Eve clung to the lineback dun with knees and heels, trying to reload the shotgun while the mustang took the obstacle course of the dry stream bed at a dead run. She managed to get one shell into the shotgun.
She was trying for a second shell when it spurted from her fingers as the dun skidded on a patch of bedrock rising up through the thin layer of sand. The mustang went down to her knees, then righted herself with a force that sent sparks flying as steel shoes clashed against rock that was harder than sandstone.
After that, Eve forgot about loading the shotgun and concentrated on keeping herself and her mustang right side up.
A mile later the stream bed began to rise more steeply beneath the horses’ pounding hooves. No more cottonwoods whipped by at the edge of Eve’s vision. There were few bushes to hurtle or avoid, and even those were stunted.
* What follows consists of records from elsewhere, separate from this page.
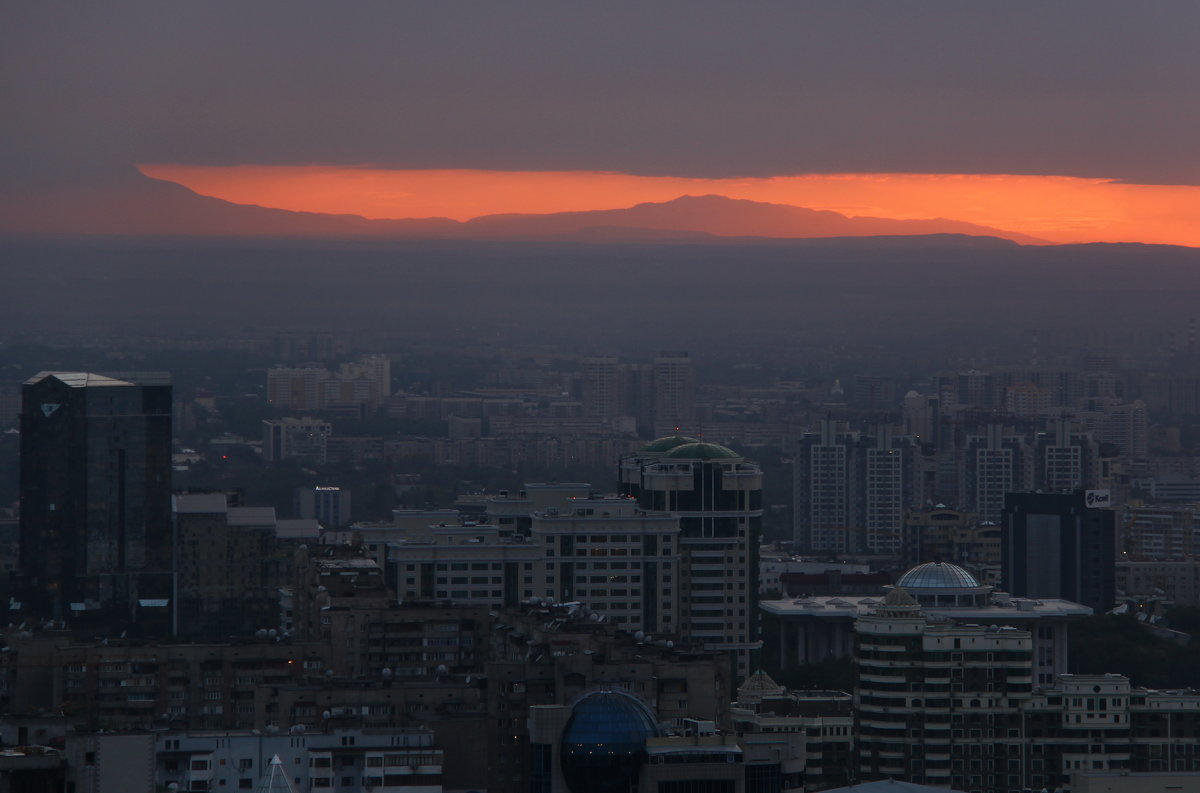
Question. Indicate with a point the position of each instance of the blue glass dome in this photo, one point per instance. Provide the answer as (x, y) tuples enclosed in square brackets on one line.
[(937, 575), (604, 743)]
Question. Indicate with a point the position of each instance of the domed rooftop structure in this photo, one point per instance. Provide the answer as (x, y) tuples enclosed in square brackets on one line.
[(666, 443), (937, 575), (699, 450), (899, 596), (941, 583), (604, 743)]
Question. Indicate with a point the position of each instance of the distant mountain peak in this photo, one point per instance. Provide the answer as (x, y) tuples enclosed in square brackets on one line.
[(148, 206)]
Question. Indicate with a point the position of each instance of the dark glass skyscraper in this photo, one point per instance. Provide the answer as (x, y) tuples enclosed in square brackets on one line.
[(1060, 545), (95, 492)]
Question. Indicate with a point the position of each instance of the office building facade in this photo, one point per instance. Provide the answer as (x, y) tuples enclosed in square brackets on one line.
[(95, 492)]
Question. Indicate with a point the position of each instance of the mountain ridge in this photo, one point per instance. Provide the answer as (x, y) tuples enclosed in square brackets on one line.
[(144, 206)]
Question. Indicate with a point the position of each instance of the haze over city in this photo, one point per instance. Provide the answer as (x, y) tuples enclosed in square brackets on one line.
[(600, 397)]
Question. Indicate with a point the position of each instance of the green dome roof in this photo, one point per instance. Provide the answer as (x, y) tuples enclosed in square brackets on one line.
[(667, 443), (699, 450)]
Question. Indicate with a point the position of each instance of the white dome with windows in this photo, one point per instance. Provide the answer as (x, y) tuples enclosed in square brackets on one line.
[(943, 584)]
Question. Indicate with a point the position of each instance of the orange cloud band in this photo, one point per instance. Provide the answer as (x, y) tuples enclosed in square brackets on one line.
[(1060, 209)]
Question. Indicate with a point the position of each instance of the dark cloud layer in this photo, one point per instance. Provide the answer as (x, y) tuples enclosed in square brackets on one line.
[(1090, 88)]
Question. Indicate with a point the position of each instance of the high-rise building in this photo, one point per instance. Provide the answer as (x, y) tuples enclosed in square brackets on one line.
[(1065, 458), (1060, 545), (304, 439), (994, 463), (717, 494), (851, 488), (675, 392), (95, 492), (329, 505), (917, 679), (601, 388)]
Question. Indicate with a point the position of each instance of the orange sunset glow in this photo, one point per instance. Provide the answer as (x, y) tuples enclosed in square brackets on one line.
[(1057, 209)]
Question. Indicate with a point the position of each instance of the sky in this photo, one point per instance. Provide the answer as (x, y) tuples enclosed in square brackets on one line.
[(451, 108)]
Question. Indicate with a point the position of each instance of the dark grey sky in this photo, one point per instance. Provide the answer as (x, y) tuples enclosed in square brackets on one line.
[(1091, 88)]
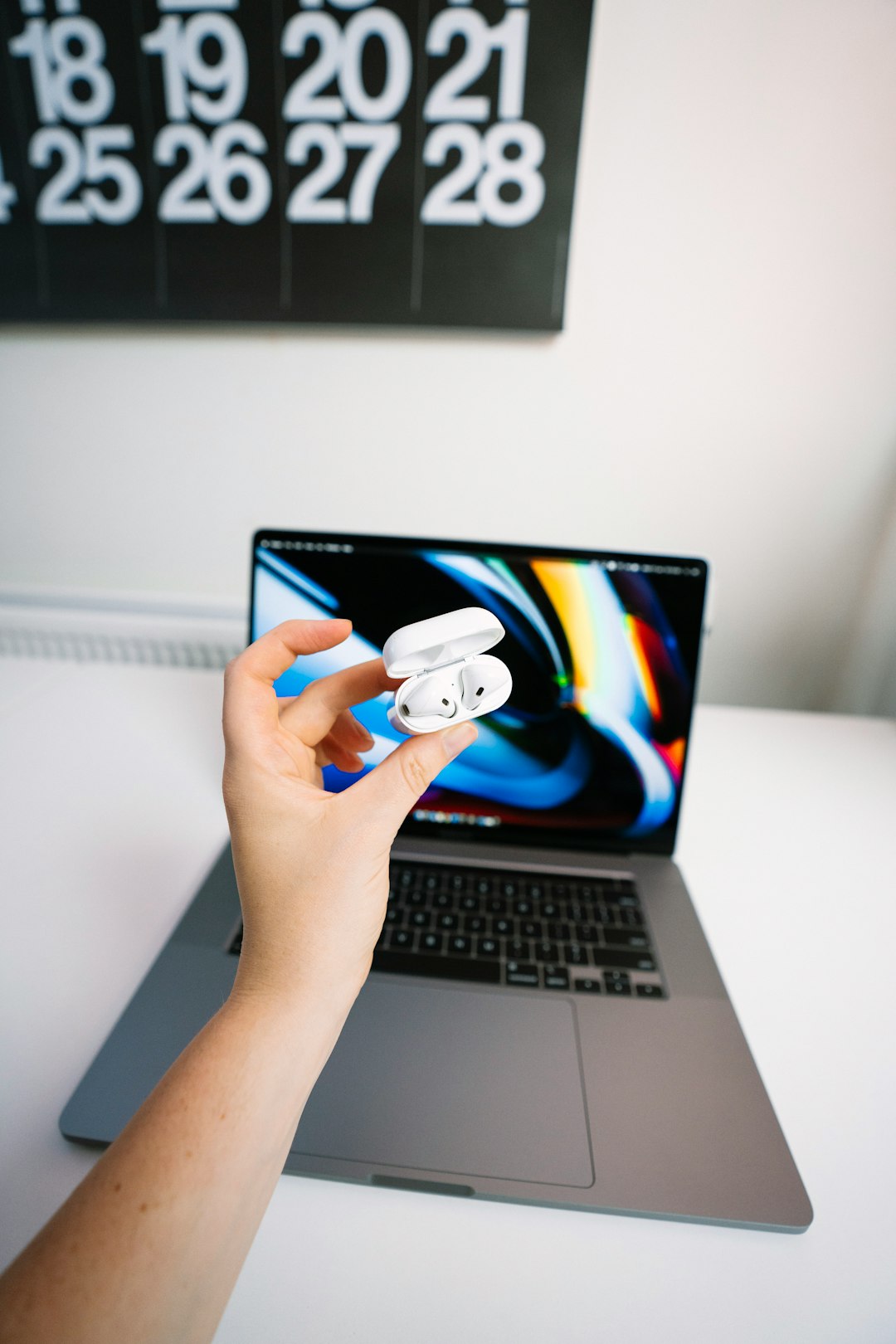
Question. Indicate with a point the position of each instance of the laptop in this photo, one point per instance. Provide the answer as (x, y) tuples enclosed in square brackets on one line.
[(544, 1020)]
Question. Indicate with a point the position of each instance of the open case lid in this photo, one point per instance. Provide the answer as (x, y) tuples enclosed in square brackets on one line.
[(440, 640)]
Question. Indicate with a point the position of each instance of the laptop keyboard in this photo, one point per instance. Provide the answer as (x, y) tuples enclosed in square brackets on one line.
[(581, 934)]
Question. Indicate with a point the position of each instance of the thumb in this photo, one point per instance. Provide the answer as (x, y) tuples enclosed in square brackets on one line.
[(395, 785)]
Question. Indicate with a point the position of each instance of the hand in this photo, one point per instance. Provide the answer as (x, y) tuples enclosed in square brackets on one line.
[(312, 866)]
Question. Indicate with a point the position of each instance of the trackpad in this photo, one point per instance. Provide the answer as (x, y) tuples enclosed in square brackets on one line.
[(449, 1079)]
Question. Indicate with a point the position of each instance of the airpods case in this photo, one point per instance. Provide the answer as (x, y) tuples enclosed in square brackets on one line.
[(445, 663)]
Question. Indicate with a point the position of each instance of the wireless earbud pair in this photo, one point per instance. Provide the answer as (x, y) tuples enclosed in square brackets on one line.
[(436, 695), (449, 675)]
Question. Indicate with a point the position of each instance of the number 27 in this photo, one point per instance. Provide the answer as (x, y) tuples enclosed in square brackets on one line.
[(305, 202)]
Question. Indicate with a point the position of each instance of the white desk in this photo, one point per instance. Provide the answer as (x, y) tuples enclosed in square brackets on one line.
[(109, 816)]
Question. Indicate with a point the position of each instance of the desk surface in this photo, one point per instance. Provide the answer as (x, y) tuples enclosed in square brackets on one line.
[(110, 813)]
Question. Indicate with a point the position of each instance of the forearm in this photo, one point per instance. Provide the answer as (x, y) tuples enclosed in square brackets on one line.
[(149, 1244)]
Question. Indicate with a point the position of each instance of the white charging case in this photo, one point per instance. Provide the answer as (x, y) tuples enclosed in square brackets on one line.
[(444, 644)]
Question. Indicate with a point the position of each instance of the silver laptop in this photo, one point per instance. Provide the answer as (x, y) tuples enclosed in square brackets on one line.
[(544, 1020)]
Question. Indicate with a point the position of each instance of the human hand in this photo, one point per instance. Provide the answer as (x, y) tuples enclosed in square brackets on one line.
[(312, 866)]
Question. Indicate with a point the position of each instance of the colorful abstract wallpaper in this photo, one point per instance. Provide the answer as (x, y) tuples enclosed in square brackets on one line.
[(603, 654)]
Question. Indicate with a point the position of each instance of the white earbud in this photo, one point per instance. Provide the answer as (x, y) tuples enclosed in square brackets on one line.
[(479, 680), (431, 696)]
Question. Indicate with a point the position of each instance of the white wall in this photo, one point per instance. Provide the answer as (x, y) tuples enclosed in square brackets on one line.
[(726, 383)]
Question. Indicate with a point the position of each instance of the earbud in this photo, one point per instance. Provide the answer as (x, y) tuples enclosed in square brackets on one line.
[(431, 696), (479, 680)]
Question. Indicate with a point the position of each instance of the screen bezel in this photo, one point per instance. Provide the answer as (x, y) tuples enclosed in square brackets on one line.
[(485, 838)]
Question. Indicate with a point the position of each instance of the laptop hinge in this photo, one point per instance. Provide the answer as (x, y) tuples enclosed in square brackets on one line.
[(558, 862)]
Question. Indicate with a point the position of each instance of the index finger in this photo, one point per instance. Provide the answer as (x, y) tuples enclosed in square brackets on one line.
[(250, 700), (314, 711)]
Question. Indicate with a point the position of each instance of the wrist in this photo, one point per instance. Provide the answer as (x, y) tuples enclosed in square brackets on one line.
[(299, 1003)]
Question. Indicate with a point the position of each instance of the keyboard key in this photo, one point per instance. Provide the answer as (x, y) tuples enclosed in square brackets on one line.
[(442, 968), (557, 977), (631, 960), (522, 975), (626, 938)]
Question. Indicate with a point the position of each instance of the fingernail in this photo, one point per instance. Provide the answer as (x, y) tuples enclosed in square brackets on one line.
[(458, 738)]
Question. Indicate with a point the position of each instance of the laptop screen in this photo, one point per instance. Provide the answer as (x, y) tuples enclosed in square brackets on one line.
[(590, 750)]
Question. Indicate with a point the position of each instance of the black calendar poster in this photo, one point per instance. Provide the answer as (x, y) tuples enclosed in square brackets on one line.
[(366, 162)]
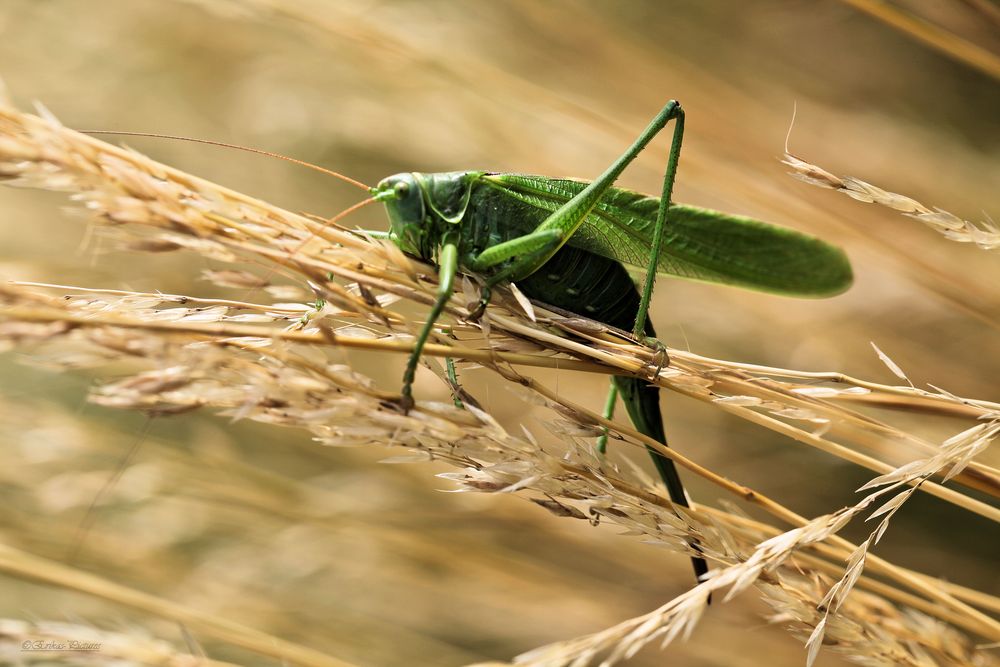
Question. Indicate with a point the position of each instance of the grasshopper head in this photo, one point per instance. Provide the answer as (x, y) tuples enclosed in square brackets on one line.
[(408, 225)]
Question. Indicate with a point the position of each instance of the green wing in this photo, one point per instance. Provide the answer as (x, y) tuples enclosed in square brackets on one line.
[(700, 244)]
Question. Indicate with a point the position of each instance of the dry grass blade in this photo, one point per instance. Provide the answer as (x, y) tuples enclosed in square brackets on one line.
[(985, 234), (276, 363)]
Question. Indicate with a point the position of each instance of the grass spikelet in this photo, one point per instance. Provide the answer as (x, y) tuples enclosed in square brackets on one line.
[(282, 362), (985, 233)]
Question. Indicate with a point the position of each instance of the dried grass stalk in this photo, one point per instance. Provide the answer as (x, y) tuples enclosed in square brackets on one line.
[(985, 234), (275, 362)]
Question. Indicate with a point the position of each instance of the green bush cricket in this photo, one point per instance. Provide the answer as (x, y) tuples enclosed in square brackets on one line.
[(566, 242)]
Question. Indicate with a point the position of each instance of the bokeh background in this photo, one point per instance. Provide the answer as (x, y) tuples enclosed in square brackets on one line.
[(372, 563)]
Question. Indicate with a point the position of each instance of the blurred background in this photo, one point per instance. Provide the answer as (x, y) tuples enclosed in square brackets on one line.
[(372, 563)]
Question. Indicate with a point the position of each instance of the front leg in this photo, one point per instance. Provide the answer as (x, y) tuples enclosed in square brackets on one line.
[(447, 267), (525, 255)]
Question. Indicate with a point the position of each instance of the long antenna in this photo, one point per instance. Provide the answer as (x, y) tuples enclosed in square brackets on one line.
[(346, 179)]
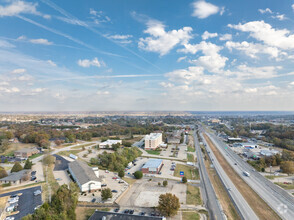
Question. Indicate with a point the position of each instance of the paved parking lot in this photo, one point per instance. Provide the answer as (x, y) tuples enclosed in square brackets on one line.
[(27, 201)]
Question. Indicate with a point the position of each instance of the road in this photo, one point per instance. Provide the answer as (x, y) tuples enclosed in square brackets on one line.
[(277, 198), (240, 203), (209, 196)]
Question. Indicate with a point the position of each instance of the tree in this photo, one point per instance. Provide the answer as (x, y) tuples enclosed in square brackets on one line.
[(138, 174), (16, 167), (287, 167), (28, 165), (121, 173), (3, 173), (106, 194), (169, 204)]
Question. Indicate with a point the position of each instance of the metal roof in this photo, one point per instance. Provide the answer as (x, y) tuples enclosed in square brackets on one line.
[(154, 163), (83, 172)]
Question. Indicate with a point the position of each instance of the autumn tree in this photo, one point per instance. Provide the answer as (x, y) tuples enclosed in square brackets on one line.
[(168, 204), (16, 167)]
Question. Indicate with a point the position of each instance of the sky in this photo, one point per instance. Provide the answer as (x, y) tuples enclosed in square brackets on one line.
[(83, 55)]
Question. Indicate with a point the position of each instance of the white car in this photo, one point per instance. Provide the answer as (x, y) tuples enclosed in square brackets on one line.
[(37, 192)]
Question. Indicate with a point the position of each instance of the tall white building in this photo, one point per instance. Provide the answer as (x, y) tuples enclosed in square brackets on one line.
[(152, 141)]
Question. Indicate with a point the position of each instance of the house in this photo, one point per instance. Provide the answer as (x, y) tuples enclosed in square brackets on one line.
[(153, 141), (26, 152), (109, 143), (86, 177), (152, 166), (15, 177)]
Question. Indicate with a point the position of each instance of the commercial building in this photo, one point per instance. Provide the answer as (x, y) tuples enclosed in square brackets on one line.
[(86, 177), (16, 177), (26, 152), (109, 143), (152, 166), (153, 141)]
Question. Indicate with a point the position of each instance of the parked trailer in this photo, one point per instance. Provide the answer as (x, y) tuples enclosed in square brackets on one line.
[(246, 173)]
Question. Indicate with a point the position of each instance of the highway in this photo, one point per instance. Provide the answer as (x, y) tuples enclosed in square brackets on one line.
[(243, 208), (211, 202), (277, 198)]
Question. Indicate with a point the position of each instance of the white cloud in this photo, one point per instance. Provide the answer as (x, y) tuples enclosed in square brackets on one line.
[(18, 7), (262, 31), (225, 37), (206, 35), (211, 60), (162, 41), (102, 93), (41, 41), (18, 71), (252, 49), (181, 59), (51, 63), (263, 11), (204, 9), (88, 63)]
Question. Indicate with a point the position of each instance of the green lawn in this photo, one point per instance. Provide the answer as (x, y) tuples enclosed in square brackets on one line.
[(193, 195), (190, 215), (190, 158), (191, 149), (286, 186), (35, 156), (189, 172), (154, 152)]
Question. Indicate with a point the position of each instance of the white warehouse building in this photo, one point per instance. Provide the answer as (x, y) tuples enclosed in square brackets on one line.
[(153, 141), (86, 177)]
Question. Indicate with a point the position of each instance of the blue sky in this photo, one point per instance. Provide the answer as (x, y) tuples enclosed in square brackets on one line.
[(146, 55)]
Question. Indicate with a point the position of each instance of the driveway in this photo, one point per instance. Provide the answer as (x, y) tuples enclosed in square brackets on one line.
[(27, 201)]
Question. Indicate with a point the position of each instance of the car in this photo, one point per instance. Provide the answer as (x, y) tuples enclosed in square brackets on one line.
[(37, 192), (37, 207)]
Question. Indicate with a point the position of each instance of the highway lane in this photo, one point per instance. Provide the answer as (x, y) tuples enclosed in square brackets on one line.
[(278, 199), (241, 204), (212, 203)]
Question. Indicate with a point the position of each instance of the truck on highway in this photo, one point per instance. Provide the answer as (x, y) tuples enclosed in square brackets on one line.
[(246, 173)]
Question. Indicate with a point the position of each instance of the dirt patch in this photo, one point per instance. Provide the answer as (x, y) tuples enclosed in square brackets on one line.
[(261, 209)]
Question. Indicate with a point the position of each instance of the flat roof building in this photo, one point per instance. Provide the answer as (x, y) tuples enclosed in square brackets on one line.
[(153, 141), (86, 177), (152, 166)]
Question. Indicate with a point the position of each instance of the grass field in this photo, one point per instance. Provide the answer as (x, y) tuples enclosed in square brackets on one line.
[(193, 195), (186, 215), (189, 172), (285, 186), (154, 152)]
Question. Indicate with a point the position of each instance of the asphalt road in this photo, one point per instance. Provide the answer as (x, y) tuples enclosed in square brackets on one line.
[(210, 199), (27, 201), (242, 206), (277, 198)]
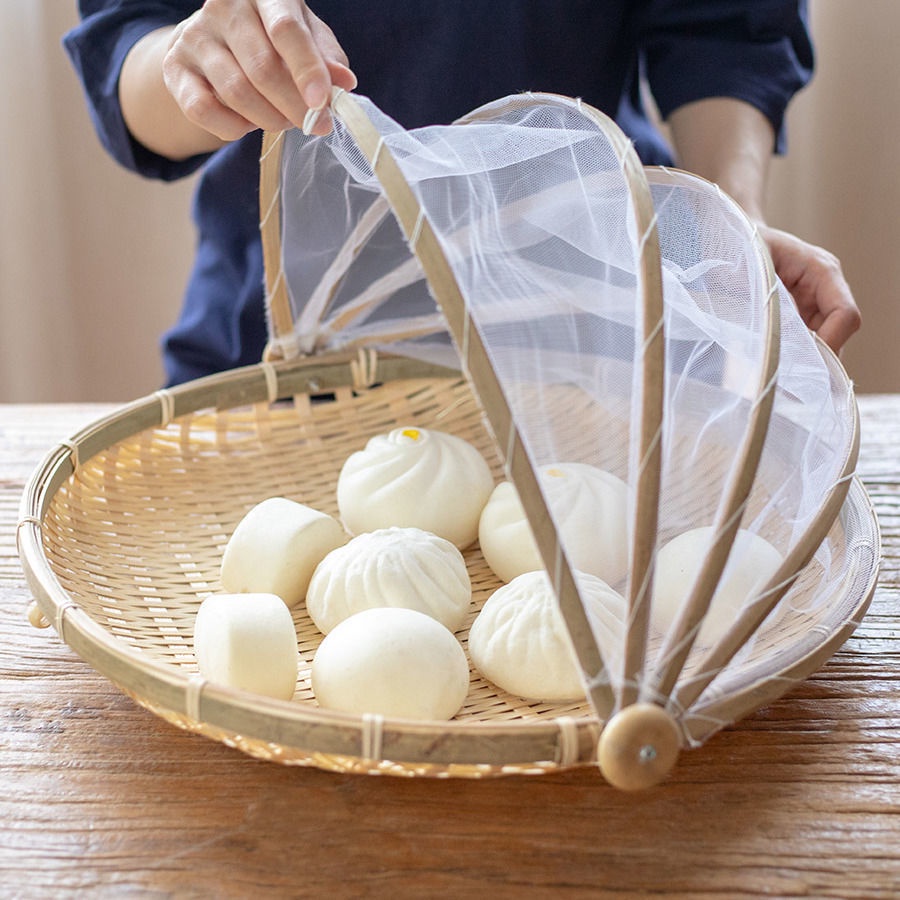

The layered rock walls pinched inward. Sand thinned into patches and pools with stretches of water-polished rock in between. The trail became dangerously slick and uneven. Even the tough, agile mustangs nearly came to grief more than once.
«Pull up!» Reno called finally.
Gratefully Eve reined in the hard-running mare. She turned to ask a question, but all she saw was Reno spurring the blue roan back the way they had come.
The two Shaggies crowded around Eve’s mustang as though needing reassurance. She fumbled a second shell into the shotgun before she bent over in the saddle to check the rigging on the packhorses. Nothing had shifted. Nothing had come undone. Even the awkward little barrels on the outside of the tarpaulins were still in place. So were the picks and shovels. Reno was as thorough in caring for the animals as he was in caring for his weapons.
Gunfire echoed up the canyon in a staccato cataract that seemed to go on forever. The Shaggies snorted and crowded closer, but showed no inclination to bolt. Eve’s heart was hammering so hard she was afraid it would burst from her chest.
More gunshots echoed. The silence that followed the echoes was worse than any thunder.
After Eve counted to ten, she could bear no more. She kicked the dun hard and went racing back to see what had happened to Reno. The mustang laid back her ears, flattened out, and began to gallop despite the uncertain footing. Head low and tail high, the dun tore over the dangerous ground.
The sound of hoofbeats alerted Reno. He reined his horse around just in time to see Eve flying toward him on the back of a hard-running mustang. The dun leaped a spur of rock, sprayed sand through a soft spot, and nearly went down on a stretch of slickrock.